Patrice Evra n’a toujours pas tourné la page de la finale 2015 face au Barça. Derrière sa colère, il raconte aussi le caractère d’une Juve qu’il jugeait capable d’aller au bout.
Dans un entretien accordé au podcast YouTube de jftvluca, l’ancien latéral français est revenu avec virulence sur l’arbitrage de Cüneyt Çakır lors de cette finale de Ligue des champions 2015, et notamment sur le contact entre Dani Alves et Paul Pogba. « Sur Pogba, il y avait un penalty évident. J’espère que cet arbitre est en prison maintenant », a-t-il lâché, tout en reconnaissant que le Barça de l’époque restait une immense équipe.
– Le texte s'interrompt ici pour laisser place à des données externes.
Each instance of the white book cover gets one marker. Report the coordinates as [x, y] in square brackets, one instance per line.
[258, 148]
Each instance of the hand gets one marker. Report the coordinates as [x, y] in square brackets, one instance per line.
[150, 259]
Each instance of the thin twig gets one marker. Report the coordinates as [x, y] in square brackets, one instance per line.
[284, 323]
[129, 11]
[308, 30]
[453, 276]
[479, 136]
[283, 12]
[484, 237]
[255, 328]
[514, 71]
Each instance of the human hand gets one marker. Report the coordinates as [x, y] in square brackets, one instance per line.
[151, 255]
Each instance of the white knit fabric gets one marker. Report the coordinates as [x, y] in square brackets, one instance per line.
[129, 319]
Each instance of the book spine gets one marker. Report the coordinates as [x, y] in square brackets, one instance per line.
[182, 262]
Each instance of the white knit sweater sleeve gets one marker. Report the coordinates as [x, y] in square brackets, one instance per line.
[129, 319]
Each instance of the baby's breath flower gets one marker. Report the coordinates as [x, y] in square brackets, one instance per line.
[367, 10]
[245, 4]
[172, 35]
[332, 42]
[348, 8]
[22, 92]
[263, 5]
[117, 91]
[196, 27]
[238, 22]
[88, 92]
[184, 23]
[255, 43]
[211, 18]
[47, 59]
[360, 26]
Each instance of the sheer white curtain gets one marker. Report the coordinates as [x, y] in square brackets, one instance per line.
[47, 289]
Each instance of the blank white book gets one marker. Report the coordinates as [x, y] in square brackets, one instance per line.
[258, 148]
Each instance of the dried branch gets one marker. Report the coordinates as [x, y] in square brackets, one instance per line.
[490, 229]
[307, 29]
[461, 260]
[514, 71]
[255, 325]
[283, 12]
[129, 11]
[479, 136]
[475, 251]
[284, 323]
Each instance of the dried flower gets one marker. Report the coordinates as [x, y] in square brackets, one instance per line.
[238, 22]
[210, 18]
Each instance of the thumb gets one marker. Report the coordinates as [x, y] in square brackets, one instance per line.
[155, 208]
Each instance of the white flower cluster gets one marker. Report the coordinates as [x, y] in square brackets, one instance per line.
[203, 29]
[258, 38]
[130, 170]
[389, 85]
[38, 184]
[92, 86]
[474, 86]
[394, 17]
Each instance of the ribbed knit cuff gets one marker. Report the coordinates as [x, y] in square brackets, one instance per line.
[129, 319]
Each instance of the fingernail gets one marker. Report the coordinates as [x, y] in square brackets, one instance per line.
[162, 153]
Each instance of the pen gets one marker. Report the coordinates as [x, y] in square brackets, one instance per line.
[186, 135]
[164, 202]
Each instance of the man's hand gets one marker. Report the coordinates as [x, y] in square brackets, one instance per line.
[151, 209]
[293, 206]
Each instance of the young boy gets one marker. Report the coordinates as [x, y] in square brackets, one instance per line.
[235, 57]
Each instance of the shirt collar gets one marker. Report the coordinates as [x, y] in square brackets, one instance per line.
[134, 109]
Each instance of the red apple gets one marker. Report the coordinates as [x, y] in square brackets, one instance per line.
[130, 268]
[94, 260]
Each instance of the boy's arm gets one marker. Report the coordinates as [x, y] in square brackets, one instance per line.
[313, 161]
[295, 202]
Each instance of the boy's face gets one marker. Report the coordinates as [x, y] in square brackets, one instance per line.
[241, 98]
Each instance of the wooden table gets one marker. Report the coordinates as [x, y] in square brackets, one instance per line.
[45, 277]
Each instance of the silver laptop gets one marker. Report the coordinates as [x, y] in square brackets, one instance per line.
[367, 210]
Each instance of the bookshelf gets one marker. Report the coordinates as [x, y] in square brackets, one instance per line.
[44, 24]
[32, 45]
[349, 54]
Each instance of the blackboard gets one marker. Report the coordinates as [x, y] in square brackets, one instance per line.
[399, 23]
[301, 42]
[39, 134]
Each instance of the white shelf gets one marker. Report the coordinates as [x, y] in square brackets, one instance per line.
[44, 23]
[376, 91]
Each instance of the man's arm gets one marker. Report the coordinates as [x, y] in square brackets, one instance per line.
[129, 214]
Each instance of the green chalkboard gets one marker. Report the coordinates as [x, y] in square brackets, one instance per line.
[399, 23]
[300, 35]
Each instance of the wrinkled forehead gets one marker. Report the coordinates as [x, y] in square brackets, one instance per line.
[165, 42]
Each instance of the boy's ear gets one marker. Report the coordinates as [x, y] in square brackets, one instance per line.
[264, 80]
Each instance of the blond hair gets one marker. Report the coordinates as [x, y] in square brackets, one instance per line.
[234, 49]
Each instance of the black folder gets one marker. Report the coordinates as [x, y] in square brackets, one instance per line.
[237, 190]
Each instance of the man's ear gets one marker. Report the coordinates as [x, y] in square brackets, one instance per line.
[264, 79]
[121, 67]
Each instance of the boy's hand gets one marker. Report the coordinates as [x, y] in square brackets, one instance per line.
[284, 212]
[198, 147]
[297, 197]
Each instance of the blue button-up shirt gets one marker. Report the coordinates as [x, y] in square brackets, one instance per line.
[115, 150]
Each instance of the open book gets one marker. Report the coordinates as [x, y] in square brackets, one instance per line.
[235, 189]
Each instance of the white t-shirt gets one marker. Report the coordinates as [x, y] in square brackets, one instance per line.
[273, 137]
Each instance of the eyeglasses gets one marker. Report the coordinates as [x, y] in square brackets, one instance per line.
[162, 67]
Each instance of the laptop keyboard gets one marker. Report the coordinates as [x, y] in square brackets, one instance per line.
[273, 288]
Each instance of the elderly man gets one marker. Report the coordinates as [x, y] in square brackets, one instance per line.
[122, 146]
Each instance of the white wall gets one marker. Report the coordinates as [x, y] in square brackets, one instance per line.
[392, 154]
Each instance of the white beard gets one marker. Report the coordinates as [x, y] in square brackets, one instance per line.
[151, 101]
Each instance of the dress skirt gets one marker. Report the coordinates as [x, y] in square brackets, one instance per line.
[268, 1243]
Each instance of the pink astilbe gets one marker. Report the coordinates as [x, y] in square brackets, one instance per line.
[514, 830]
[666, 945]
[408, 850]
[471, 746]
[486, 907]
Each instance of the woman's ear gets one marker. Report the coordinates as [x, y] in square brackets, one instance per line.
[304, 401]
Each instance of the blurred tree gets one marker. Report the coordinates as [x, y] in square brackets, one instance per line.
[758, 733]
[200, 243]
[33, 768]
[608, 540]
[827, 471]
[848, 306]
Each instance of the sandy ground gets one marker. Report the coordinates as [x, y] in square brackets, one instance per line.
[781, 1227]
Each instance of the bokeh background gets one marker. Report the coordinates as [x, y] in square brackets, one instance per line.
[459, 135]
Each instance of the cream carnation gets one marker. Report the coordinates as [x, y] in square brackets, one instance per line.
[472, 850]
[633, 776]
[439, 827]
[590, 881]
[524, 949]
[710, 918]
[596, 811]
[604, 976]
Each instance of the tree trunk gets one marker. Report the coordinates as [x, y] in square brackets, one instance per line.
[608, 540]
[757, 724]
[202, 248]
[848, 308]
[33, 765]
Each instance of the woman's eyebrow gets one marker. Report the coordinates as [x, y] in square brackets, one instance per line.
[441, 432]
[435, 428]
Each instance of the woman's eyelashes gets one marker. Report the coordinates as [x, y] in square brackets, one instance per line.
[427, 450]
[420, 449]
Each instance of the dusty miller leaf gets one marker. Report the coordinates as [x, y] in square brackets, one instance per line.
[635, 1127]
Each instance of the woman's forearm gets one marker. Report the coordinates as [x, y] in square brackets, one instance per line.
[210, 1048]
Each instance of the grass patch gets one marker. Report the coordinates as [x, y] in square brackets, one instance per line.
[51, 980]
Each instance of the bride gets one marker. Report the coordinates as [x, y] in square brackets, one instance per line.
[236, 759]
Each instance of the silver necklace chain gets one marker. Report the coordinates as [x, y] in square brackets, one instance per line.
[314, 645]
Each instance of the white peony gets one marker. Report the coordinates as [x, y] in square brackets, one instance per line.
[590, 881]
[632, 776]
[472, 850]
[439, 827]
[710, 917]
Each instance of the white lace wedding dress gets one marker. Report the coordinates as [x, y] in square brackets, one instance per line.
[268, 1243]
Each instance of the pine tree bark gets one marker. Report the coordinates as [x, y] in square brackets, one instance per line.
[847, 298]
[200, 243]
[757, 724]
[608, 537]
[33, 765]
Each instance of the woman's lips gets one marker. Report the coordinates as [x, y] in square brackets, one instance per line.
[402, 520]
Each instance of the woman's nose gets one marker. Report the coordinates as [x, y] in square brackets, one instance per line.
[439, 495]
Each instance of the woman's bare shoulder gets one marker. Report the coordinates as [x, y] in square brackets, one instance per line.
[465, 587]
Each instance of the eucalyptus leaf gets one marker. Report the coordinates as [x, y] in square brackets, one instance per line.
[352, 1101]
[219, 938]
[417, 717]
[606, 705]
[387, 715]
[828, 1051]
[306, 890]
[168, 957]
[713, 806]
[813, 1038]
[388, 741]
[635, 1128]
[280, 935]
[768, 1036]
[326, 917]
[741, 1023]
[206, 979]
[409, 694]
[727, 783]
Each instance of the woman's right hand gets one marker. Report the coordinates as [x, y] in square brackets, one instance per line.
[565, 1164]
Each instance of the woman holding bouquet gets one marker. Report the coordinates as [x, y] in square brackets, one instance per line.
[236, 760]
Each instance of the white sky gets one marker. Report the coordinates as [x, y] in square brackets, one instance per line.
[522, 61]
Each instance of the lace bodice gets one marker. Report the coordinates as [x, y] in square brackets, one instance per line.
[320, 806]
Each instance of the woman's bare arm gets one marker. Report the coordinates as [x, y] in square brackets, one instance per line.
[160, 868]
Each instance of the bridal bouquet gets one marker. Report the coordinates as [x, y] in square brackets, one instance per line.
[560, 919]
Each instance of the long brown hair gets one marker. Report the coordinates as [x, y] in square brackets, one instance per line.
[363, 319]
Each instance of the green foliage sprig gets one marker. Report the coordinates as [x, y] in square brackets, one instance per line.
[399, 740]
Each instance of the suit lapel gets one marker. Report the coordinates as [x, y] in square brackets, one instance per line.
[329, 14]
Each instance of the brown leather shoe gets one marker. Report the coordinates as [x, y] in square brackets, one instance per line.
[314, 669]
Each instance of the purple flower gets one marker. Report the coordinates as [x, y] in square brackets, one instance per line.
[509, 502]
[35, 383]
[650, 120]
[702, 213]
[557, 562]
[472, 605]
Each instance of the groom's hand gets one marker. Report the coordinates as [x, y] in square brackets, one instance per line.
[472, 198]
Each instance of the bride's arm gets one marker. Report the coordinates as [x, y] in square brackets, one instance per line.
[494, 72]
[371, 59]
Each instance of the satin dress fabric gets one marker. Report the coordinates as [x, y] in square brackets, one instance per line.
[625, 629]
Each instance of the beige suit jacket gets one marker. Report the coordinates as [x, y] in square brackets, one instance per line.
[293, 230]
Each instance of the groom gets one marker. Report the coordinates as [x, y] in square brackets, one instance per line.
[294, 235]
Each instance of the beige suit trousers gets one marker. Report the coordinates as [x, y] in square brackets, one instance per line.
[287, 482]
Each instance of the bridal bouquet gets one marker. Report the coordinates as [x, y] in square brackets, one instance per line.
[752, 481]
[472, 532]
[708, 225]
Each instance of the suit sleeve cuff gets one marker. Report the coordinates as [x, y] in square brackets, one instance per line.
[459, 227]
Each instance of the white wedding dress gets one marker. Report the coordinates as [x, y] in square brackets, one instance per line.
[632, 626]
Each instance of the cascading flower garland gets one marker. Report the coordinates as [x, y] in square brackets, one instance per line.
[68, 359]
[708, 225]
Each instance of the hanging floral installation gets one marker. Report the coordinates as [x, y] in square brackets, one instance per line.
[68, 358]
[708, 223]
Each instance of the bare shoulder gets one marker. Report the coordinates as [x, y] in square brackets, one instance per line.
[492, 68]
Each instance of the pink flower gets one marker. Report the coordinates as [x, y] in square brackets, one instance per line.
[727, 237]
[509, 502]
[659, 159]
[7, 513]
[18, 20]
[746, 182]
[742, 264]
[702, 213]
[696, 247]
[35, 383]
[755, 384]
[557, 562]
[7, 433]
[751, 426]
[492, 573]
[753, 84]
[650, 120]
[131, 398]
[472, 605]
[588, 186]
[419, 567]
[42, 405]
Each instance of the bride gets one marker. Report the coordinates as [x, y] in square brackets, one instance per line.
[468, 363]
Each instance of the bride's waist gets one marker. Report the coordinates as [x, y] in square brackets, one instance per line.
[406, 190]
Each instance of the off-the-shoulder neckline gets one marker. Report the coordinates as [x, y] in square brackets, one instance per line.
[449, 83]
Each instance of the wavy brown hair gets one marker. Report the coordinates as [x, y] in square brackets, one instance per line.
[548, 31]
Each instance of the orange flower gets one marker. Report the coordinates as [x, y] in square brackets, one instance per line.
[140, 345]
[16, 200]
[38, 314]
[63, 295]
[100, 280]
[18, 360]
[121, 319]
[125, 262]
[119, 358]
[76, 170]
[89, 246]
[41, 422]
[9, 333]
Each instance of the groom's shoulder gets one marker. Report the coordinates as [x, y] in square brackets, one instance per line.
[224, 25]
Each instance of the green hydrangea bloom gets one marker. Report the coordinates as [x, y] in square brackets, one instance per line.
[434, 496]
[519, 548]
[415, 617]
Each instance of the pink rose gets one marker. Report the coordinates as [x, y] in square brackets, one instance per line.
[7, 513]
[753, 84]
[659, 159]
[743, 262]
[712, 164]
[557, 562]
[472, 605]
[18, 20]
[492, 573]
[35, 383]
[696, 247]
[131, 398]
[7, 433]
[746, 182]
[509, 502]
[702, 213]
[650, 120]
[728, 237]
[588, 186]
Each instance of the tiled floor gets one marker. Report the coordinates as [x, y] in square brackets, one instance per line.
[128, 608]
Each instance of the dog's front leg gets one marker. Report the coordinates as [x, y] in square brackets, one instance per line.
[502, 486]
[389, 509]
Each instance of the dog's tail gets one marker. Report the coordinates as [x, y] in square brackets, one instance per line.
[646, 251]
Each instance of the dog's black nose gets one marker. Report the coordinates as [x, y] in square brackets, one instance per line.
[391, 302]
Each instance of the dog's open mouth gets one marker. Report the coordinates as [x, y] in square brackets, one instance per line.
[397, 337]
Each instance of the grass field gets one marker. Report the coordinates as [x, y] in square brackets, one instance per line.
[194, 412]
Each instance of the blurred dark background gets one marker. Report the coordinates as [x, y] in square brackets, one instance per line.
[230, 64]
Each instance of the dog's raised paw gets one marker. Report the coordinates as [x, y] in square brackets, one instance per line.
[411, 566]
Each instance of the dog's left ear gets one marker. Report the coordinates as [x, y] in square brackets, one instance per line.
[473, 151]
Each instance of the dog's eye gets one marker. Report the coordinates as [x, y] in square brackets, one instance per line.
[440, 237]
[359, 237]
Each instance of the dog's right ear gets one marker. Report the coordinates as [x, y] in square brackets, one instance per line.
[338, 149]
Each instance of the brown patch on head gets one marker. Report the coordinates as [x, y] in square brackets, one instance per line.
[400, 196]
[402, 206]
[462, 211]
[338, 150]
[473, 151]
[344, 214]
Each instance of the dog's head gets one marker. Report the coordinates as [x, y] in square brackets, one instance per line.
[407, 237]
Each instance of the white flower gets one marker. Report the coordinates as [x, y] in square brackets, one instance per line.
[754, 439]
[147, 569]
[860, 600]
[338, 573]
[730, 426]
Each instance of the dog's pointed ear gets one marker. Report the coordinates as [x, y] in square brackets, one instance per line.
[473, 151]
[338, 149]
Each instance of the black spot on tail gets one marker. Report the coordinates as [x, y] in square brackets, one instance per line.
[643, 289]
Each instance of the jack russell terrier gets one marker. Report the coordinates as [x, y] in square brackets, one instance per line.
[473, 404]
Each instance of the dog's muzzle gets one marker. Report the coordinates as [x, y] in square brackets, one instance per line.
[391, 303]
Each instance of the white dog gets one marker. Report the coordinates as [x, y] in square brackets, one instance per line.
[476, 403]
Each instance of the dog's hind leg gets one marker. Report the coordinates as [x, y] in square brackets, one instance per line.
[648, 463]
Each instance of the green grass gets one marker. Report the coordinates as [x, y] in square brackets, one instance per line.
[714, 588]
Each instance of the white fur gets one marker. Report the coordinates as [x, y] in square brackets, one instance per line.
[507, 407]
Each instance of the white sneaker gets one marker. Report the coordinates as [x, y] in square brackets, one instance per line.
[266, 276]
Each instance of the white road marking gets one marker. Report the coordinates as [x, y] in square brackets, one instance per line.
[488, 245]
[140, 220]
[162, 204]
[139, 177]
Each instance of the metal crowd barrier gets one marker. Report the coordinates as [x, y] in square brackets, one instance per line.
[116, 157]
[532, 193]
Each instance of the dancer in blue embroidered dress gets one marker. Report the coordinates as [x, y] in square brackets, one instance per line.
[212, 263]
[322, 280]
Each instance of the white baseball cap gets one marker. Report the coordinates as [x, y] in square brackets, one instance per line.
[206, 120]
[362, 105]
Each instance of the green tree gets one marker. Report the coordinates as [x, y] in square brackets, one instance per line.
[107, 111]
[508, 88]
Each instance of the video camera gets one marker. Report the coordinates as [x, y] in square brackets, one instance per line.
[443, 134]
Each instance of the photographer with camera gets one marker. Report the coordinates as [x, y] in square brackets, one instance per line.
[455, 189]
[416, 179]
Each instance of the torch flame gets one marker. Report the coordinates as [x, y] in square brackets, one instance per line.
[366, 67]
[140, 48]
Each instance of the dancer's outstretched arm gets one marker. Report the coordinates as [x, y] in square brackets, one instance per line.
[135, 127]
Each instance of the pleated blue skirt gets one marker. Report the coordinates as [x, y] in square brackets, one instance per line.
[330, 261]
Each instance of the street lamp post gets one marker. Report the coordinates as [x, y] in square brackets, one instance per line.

Evra était convaincu que cette Juve pouvait aller au bout
Sa frustration est d’autant plus forte qu’Evra affirme avoir cru très tôt au potentiel européen de cette Juventus. Dès son arrivée, il avait annoncé qu’elle gagnerait le Scudetto et atteindrait la finale de Ligue des champions. Certains coéquipiers s’en étaient moqués, notamment Arturo Vidal avant le match contre Dortmund. Evra, lui, s’appuyait sur son expérience européenne pour répéter que ce groupe avait les armes pour aller très loin.
Cette conviction s’est aussi nourrie d’un vestiaire au caractère immense, mais pas toujours serein. Lors du début de saison compliqué en 2015-2016, plusieurs joueurs regrettaient Antonio Conte et mettaient en cause Massimiliano Allegri. Evra raconte avoir alors convoqué le groupe et leur avoir dit : « Vous êtes des lâches. Vous rejetez la faute sur Allegri, vous regrettez Conte, mais c’est nous qui sommes responsables. »
Une Juve qui s’est construite dans la crise
Ce discours a marqué un tournant dans son rôle à Turin. Evra explique avoir alors pleinement assumé son leadership, jusqu’à devenir l’une des voix les plus fortes du vestiaire. La Juve a ensuite enchaîné les victoires jusqu’au titre.
Pour le champion d’Europe 2008, Berlin reste donc le souvenir d’une équipe qu’il estimait suffisamment forte pour gagner l’Europe, portée par une personnalité collective qu’il avait lui-même contribué à réveiller. C’est aussi pour cela que, onze ans plus tard, le penalty oublié sur Pogba continue de lui rester en travers de la gorge.